1. The Risk Management Plan (RMP)

1.2. The ‘safety specification’ or the characterisation of the safety profile

The purpose of the safety specification is to provide an adequate description on the safety profile of the medicine (s), and specifically those aspects that need further risk management activities. It includes a summary of the important identified risks of a medicine, important potential risks, and missing information. It should also address the populations potentially at risk (where the product is likely to be used i.e., both as authorised and off-label use), and any outstanding safety questions (e.g., inherent to the medicine itself like toxicity, or related to the intended indication) that warrant further investigation to refine the understanding of the risk-benefit balance during the post-authorisation period. The safety specification forms the basis of the pharmacovigilance plan and the risk minimisation plan.

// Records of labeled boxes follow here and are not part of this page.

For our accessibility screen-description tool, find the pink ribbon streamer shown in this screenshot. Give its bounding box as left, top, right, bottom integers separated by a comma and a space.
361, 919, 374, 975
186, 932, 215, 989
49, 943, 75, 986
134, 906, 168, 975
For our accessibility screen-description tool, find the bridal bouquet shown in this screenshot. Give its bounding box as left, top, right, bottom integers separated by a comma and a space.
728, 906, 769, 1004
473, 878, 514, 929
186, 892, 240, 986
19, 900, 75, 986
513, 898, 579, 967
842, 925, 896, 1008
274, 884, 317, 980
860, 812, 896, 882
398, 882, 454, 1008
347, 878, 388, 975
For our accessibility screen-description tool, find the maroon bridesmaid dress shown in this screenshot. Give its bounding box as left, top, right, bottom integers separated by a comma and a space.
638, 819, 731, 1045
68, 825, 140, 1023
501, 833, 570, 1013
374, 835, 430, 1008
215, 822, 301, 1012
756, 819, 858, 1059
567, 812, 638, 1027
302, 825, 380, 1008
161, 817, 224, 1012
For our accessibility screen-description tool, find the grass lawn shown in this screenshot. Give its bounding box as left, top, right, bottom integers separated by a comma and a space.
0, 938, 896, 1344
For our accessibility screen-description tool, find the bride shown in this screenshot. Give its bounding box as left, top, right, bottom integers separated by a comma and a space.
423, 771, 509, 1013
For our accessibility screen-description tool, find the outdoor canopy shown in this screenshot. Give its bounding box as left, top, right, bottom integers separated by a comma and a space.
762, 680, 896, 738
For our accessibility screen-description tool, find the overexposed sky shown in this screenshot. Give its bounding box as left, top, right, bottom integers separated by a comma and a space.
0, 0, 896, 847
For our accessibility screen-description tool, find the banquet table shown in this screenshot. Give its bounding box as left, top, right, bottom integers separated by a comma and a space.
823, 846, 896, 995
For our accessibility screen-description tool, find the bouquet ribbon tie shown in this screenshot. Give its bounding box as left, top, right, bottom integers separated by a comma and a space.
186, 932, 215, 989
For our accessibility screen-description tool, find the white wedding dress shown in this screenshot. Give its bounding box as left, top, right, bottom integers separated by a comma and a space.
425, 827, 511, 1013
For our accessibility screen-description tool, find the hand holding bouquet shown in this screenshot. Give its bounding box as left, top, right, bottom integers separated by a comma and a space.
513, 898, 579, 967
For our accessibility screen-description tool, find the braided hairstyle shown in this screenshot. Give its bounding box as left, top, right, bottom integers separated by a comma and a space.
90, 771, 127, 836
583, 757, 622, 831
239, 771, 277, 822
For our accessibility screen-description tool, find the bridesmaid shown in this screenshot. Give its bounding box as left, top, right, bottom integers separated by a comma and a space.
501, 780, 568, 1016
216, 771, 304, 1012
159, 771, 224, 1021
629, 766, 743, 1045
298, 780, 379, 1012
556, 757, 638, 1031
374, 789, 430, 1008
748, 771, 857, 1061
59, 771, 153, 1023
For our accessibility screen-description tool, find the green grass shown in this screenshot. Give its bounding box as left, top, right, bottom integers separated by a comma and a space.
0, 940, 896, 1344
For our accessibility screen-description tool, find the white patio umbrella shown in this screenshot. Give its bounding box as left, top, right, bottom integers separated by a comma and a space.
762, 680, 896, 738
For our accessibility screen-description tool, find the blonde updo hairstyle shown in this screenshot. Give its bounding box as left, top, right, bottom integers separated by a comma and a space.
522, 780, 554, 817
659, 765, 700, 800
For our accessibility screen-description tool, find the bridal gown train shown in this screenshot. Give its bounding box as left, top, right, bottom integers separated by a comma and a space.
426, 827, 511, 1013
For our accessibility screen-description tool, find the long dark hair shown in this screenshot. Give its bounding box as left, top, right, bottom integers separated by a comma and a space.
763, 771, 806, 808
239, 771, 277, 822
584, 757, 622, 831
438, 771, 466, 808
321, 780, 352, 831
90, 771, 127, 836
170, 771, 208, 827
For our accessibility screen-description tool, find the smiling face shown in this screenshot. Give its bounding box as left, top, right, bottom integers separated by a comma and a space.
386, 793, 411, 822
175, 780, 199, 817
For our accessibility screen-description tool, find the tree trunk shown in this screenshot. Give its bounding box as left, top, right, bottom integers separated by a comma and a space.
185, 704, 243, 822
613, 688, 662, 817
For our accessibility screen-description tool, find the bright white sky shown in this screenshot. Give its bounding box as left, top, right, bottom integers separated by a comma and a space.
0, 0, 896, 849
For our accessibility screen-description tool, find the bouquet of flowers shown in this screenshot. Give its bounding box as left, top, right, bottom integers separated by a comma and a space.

Finally, the perception of the risk is also an important aspect to take into consideration:

  • The level of acceptance of the risk is usually low or there is no tolerance of any risk, when the medicine is intended to prevent a disease or to treat a non-life-threatening condition, e.g. vaccination or treatment of acne. This applies also if the target population is especially vulnerable (e.g. children) or except the intended indication young and healthy (e.g. young women and endometriosis);
  • The level of acceptance of the risk is high when there are no or few therapeutic options for a life-threatening condition; e.g., second-line of chemotherapy for a metastatic cancer (a cancer that has spread).